Após o uso de dados de geolocalização de celulares para monitoramento e mapas de calor, um próximo passo para auxiliar políticas públicas no combate ao coronavírus poderia ser a de aplicativos de rastreamento e proximidade. Porém, o País já está atrasado nessa implantação, na opinião de acadêmicos e juristas durante debate online "Regulação das telecomunicações e rastreamento em tempos de pandemia", promovido pela FGV Direito Rio na noite desta terça-feira, 30.
Conforme explica o professor Caio Pereira Neto, da FGV Direito SP, esse modelo, chamado de "contact tracing", já está sendo adotado em outros países, como China, Coreia, Cingapura, Israel e na Europa. Os aparelhos transmitem via Bluetooth um beacon (sinalização) capaz de se comunicar com um outro celular próximo. "Quando alguém testa positivo, o app serve para que você seja avisado se já teve contato, aí você se isola e se cuida", declara Pereira Neto. Há também alternativas, que alertam em tempo real também.
Para o professor da USP Juliano Maranhão o Brasil já está perdendo tempo: embora a utilização desse tipo de aplicação ajuda e reduzir o risco de contágio do coronavírus, não há nenhuma movimentação mais concreta para adotar esse tipo de solução. "Acho que a gente já está muito atrasado, no debate público e entre autoridades, não vi nada perto de amadurecido em relação a contact tracing, ou um debate minimamente informado e desenvolvido desses modelos", disse.

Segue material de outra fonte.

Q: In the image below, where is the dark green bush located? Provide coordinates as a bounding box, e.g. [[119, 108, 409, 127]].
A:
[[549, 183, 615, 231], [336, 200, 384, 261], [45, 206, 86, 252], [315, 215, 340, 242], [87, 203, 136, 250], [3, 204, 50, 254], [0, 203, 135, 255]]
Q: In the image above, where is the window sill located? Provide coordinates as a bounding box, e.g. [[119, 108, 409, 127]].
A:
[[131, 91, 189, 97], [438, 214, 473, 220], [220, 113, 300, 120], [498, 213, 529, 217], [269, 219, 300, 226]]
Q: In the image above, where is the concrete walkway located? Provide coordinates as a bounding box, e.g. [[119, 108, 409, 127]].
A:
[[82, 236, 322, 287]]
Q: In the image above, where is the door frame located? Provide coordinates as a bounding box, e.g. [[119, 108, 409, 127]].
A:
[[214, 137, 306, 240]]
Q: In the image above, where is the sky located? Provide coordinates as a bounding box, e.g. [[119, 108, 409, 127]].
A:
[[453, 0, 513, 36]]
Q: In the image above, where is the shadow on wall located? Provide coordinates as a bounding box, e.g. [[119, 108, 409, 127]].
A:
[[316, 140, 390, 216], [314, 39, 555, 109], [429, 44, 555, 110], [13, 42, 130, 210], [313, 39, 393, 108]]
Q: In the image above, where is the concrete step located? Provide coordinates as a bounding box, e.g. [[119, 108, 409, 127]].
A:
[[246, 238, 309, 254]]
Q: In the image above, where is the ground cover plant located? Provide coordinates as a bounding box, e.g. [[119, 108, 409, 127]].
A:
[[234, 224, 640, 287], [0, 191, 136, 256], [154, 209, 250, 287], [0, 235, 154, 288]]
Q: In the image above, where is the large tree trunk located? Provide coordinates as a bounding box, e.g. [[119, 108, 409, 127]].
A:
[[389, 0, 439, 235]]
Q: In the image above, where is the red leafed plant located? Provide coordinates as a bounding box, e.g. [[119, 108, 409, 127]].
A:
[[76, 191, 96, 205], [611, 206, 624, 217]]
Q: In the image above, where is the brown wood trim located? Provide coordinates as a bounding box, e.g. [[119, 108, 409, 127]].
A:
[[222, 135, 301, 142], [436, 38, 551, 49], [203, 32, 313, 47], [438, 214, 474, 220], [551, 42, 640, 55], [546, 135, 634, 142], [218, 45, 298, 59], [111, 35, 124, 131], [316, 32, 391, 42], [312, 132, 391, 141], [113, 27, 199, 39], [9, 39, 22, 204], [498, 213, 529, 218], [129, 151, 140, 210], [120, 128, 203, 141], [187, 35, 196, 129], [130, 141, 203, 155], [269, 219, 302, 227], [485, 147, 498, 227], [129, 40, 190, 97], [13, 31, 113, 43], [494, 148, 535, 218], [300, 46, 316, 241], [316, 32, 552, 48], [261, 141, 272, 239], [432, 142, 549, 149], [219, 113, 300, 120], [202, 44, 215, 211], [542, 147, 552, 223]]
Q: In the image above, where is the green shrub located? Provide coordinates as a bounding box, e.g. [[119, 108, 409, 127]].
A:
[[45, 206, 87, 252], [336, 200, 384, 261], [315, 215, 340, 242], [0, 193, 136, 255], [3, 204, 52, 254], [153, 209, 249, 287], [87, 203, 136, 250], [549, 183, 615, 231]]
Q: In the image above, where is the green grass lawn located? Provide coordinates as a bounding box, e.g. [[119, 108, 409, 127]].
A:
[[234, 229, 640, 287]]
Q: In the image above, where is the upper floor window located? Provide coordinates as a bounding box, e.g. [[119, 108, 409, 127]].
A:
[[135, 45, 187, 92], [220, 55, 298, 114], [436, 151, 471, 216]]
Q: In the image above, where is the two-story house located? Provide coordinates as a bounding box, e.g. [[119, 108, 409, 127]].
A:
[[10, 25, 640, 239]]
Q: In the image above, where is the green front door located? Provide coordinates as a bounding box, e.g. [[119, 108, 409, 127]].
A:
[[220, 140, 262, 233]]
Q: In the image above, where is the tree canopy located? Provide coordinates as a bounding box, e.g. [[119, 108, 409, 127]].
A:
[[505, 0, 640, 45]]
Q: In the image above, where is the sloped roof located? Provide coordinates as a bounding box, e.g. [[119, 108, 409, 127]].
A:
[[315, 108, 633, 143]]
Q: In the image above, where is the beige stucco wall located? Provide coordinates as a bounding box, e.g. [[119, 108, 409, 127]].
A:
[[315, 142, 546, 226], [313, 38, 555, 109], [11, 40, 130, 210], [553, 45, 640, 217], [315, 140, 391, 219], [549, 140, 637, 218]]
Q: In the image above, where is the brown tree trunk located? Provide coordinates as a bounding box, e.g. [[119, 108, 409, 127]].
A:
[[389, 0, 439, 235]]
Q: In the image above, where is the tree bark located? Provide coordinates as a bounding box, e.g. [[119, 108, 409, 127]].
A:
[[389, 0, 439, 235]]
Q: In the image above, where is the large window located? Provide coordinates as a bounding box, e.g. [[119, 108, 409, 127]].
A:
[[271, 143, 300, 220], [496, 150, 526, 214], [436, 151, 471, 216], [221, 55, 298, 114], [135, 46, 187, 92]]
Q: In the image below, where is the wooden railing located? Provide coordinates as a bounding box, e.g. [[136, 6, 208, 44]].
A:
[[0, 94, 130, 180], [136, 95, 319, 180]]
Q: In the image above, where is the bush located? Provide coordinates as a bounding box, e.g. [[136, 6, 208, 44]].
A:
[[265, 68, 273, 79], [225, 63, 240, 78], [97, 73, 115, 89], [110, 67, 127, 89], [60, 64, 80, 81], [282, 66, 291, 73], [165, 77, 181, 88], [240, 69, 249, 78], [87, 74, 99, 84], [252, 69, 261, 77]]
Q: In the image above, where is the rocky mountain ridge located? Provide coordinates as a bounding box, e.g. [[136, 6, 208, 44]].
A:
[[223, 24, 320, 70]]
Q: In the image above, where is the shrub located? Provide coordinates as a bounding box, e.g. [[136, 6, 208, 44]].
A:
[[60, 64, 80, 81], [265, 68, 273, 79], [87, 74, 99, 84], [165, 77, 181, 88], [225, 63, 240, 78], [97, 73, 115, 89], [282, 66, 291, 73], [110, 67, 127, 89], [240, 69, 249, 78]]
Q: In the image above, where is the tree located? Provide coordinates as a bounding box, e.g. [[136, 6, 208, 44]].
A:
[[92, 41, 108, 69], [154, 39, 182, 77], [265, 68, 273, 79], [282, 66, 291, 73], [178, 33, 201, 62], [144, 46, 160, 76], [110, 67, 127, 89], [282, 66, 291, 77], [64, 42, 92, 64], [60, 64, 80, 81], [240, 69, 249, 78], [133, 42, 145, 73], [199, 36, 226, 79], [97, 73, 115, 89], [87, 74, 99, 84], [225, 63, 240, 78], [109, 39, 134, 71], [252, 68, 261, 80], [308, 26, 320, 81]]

Maranhão explica que a própria decisão de alguns governos e prefeituras brasileiras de abertura gradual, ou flexibilização da quarentena, já deveriam incluir como um fator o aplicativo de contact tracing para evitar a exposição. Isso porque, segundo o acadêmico, as informações permitiriam uma flexibilização com grau de informações suficientes para haver um autocontrole, autotutela e controle seletivo sobre a mobilidade.
"A ideia é: como você não tem informação relevante sobre o grau de exposição, tem que trancar todo mundo. A possibilidade de ter informações sobre risco permite um trancamento seletivo e informado. A tecnologia está disponível, e a gente pode se aproveitar dos modelos e tecnologia já desenvolvidos lá fora", afirma Maranhão.
Do lado da tecnologia, Apple e Google já se comprometeram a implantar a funcionalidade de forma nativa em seus respectivos sistemas operacionais para celular, o iOS e o Android. A ideia é promover esse tipo de aplicação de forma descentralizada, o que seria considerado o padrão mais seguro. Nesse contexto, Maranhão considera que a modalidade centralizada (com um servidor agregando os dados) pode ser "arriscado" em caso de vulnerabilidade, além de acreditar que o descentralizado é menos invasivo.
Monitoramento de operadoras
Para os juristas, o movimento de criação de mapas de calor por meio de dados fornecidos pelas operadoras aos governos foi mal recebido por falta de transparência inicial. Contudo, como se tratam de dados agregados e estatísticos, referentes às estações radiobase e não ao chip de cada aparelho, não haveria problemas de privacidade ou segurança.
Mas Juliano Maranhão vê problemas de jurisprudência na decisão do Supremo Tribunal Federal de negar ao IBGE os dados pedidos às operadoras para fins estatísticos em pesquisa da covid-19. "É uma restrição muito forte", diz. "A decisão sobre se é anonimizado ou não é relevante porque o Supremo trouxe uma decisão, desavisada ou não, mas que coloca em questão o uso estatístico", analisa.